Ron Rolheiser asks the question, “Where does faith live?” Is it in our head or heart, thoughts, or our feelings?

He answers (pardon the crass crudeness), “Our ass is where it’s at!” - i.e. where we move and park our backside is where Jesus can be most active.

You can imagine Peter thinking, “Yes, Jesus, I’d like to walk away! But I know better! What I’ve just heard I don’t get, and what I get I don’t like! Except I know, deep down, that I’m better off ‘not getting it with you’ than getting it some other place.”

Anyone in a long-time commitment, be it in a marriage, a religious vocation, or some community service, knows that there are days and seasons when your commitment looks like death and you feel like walking away.

Except, except, you’re smart enough to know that, long range, this commitment will bring you life.

C.S. Lewis, the great philosopher and author, described his conversion from militant atheism to trust in Christ: “I gave in, and admitted that God was God, and knelt and prayed: perhaps that night, the most dejected and reluctant convert in all England.”

Perhaps you’re bored? Disillusioned? Craving a second honeymoon? In a crisis of identity? Or do you have something else that is eroding your fidelity like rust on iron?

Like Peter, we’re tempted to walk away.
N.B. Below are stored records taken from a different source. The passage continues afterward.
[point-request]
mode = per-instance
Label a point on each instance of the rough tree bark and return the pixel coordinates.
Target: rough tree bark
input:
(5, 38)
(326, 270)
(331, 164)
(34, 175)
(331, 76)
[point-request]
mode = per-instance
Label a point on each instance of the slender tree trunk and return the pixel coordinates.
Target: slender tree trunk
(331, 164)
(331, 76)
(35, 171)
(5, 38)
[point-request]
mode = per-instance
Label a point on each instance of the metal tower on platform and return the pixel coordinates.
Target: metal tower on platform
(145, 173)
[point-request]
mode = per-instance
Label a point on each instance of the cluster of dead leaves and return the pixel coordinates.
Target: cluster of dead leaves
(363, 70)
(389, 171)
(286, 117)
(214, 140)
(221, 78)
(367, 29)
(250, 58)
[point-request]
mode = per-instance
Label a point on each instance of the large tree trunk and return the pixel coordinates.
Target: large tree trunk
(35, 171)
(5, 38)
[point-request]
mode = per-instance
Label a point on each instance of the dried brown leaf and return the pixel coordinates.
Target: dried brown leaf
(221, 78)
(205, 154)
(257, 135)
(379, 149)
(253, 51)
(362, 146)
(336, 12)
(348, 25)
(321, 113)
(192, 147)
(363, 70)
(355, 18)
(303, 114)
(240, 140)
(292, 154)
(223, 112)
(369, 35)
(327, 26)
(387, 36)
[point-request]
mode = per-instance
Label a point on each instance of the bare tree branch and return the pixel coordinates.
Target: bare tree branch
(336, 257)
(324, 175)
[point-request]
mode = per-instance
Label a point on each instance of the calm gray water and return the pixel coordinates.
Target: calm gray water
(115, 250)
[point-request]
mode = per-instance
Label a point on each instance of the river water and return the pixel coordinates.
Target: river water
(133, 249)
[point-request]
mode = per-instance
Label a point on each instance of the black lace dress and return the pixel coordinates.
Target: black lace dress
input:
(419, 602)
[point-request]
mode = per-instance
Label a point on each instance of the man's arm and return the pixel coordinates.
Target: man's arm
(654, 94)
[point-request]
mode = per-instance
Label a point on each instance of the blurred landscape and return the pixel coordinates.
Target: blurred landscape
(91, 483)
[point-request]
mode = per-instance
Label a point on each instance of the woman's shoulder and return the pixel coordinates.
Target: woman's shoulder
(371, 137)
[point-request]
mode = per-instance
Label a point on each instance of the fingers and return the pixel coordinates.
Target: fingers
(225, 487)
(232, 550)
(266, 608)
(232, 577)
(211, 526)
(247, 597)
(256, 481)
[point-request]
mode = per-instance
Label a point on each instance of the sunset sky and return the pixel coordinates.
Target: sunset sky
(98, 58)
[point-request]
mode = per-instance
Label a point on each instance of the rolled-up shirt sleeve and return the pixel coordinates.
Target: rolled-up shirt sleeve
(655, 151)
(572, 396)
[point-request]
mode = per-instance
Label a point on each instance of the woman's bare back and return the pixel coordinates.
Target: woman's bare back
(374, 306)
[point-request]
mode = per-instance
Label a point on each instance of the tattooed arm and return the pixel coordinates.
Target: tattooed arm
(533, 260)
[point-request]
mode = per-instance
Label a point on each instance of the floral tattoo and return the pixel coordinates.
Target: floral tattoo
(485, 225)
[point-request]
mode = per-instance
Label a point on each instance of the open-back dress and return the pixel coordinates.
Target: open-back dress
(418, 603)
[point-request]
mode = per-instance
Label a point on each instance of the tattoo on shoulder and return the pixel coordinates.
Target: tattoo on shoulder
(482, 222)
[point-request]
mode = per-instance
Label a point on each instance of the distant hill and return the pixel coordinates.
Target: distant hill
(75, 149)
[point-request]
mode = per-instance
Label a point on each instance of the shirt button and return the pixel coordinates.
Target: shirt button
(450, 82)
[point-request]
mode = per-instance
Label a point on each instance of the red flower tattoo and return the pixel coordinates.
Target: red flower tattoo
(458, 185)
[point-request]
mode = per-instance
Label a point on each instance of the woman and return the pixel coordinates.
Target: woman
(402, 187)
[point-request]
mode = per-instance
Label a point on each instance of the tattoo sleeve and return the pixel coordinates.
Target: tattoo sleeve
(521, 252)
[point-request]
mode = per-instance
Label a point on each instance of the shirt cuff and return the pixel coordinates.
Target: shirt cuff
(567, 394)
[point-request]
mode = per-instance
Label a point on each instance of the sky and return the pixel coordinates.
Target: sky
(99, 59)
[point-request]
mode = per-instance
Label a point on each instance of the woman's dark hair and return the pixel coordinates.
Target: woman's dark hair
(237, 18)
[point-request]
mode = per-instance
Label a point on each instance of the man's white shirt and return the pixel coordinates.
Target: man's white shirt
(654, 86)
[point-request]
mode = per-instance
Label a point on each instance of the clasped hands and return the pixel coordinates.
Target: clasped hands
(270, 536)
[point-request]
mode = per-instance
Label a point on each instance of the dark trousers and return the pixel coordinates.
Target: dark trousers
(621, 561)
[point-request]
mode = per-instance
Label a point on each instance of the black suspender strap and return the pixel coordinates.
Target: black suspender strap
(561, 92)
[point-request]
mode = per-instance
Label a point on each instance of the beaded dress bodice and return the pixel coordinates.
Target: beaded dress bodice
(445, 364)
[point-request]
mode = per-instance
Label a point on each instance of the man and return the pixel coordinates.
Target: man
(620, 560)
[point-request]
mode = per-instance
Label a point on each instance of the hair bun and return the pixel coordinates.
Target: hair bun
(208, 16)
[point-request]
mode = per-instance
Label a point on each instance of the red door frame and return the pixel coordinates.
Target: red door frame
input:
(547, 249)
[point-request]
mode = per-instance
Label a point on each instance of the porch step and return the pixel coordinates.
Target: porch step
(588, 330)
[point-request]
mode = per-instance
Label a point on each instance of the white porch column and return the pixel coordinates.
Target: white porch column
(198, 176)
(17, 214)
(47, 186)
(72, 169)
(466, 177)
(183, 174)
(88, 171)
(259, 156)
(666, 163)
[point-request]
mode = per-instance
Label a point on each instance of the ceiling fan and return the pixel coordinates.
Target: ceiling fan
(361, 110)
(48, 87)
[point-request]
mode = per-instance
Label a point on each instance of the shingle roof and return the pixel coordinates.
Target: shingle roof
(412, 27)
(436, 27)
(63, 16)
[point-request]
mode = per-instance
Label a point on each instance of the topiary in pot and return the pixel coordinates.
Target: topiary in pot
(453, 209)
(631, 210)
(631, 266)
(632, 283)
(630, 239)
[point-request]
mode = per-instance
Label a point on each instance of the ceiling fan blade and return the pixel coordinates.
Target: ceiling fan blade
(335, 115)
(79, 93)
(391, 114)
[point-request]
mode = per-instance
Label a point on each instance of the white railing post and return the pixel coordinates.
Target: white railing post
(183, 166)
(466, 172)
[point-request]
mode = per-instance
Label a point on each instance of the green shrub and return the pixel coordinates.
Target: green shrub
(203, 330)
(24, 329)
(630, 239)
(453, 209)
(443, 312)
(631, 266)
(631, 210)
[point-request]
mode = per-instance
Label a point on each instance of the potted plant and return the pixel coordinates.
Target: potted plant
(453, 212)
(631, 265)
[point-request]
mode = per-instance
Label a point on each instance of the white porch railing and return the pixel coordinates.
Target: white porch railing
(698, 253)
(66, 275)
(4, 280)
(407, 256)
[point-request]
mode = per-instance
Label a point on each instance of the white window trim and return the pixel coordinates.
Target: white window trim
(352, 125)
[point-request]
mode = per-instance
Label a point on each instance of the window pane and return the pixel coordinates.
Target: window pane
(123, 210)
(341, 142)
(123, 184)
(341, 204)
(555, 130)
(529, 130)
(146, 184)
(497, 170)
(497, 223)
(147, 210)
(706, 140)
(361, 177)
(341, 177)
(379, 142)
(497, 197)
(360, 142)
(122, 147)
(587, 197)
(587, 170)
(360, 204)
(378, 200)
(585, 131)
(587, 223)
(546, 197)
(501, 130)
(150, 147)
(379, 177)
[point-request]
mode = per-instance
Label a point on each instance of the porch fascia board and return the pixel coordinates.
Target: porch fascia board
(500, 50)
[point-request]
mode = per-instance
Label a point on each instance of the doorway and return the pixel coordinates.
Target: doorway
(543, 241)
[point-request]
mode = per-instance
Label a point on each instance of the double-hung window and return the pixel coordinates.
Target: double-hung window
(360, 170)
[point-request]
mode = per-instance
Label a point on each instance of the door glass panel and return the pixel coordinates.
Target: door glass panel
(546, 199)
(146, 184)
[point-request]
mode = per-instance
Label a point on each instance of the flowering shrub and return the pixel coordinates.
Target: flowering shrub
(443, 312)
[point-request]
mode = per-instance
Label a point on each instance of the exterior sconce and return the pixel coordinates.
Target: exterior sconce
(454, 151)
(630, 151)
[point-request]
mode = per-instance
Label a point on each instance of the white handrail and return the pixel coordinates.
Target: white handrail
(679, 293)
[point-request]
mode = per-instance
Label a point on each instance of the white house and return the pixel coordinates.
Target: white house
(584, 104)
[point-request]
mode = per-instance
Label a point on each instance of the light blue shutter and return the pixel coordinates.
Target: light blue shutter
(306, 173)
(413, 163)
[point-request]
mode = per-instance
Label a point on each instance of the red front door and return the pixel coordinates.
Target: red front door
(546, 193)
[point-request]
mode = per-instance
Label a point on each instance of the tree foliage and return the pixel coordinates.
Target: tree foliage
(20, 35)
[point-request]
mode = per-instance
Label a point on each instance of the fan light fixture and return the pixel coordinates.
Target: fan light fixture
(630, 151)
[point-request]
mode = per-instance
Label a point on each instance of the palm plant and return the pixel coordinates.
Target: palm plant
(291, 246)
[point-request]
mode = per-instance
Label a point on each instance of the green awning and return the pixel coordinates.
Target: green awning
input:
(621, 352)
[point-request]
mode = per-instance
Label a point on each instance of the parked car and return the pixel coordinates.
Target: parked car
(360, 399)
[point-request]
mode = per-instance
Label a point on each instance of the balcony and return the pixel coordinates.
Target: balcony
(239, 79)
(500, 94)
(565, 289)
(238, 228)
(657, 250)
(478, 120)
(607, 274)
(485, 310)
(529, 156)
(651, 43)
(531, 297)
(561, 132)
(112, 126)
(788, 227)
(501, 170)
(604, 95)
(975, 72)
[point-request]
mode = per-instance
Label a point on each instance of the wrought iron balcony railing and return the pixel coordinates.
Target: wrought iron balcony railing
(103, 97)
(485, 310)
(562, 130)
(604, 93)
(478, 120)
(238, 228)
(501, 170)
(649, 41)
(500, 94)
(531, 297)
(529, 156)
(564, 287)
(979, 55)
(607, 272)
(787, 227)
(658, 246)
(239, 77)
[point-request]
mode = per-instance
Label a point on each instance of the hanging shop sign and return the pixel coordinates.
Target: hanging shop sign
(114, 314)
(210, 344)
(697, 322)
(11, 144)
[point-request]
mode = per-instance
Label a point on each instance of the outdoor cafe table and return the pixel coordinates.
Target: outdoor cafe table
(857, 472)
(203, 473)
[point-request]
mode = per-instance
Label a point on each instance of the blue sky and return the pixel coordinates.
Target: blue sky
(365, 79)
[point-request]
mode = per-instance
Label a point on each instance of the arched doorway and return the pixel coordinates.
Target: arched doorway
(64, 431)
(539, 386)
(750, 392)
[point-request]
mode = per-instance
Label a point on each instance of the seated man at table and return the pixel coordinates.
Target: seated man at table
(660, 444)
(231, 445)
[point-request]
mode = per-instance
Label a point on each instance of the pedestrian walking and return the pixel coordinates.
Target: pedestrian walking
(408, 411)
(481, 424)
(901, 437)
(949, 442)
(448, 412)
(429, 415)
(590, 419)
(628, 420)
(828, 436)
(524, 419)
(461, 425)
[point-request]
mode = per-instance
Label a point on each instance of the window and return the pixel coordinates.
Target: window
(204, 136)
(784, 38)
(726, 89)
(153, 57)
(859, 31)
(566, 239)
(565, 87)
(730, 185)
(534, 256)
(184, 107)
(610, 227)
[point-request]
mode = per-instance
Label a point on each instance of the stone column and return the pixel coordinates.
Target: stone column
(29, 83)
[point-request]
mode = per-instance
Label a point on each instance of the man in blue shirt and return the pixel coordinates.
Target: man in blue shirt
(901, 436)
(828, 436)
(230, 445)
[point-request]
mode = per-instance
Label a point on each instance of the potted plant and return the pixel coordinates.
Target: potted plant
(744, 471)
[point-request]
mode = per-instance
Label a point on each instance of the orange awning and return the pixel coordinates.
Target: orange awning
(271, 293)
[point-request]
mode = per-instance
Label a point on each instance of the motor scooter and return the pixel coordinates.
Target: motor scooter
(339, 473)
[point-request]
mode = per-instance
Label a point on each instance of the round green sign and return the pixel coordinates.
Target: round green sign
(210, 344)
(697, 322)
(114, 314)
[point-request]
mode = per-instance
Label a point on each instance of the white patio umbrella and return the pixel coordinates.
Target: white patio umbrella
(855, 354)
In counselling, one attempts to help a client to discern what they really want to do in their situation.

There are three things to consider: 1. What’s wisest to do? 2. What would I most like to do? 3. What must I do here?

Sometimes all three answers will align and chime together to reveal what one ‘must’ do, but God’s compulsion can be an intuitive sense deeper than thought or feeling about what we need to do for life and can fly in the face of human wisdom and emotion.

Peter would have loved to be back fishing in Galilee as Jesus set course for a head-on collision with all the combining authorities pitted against him, but Peter believed in and trusted Jesus to ultimately deliver the ultimate Way, Truth and Life.

Here in Irvine, the Rev Jamie Milliken and I are ready and willing to become ministers of a united Irvine Parish Church of Scotland – five congregations coming together as one with numerous worship and outreach centres.

It is a humungous task – should we be invited to take it on – and on some levels looks bonkers.

I’ve had my moments when early retirement looked very attractive, but here in Irvine serving God is where my bahooky is to be!

I find great encouragement in William Cowper’s verse in the hymn, ‘God moves in a mysterious way’:

Ye fearful saints, fresh courage take;

The clouds ye so much dread

Are big with mercy, and shall break

In blessings on your head.

So: where’s your rear end at? And what must you do?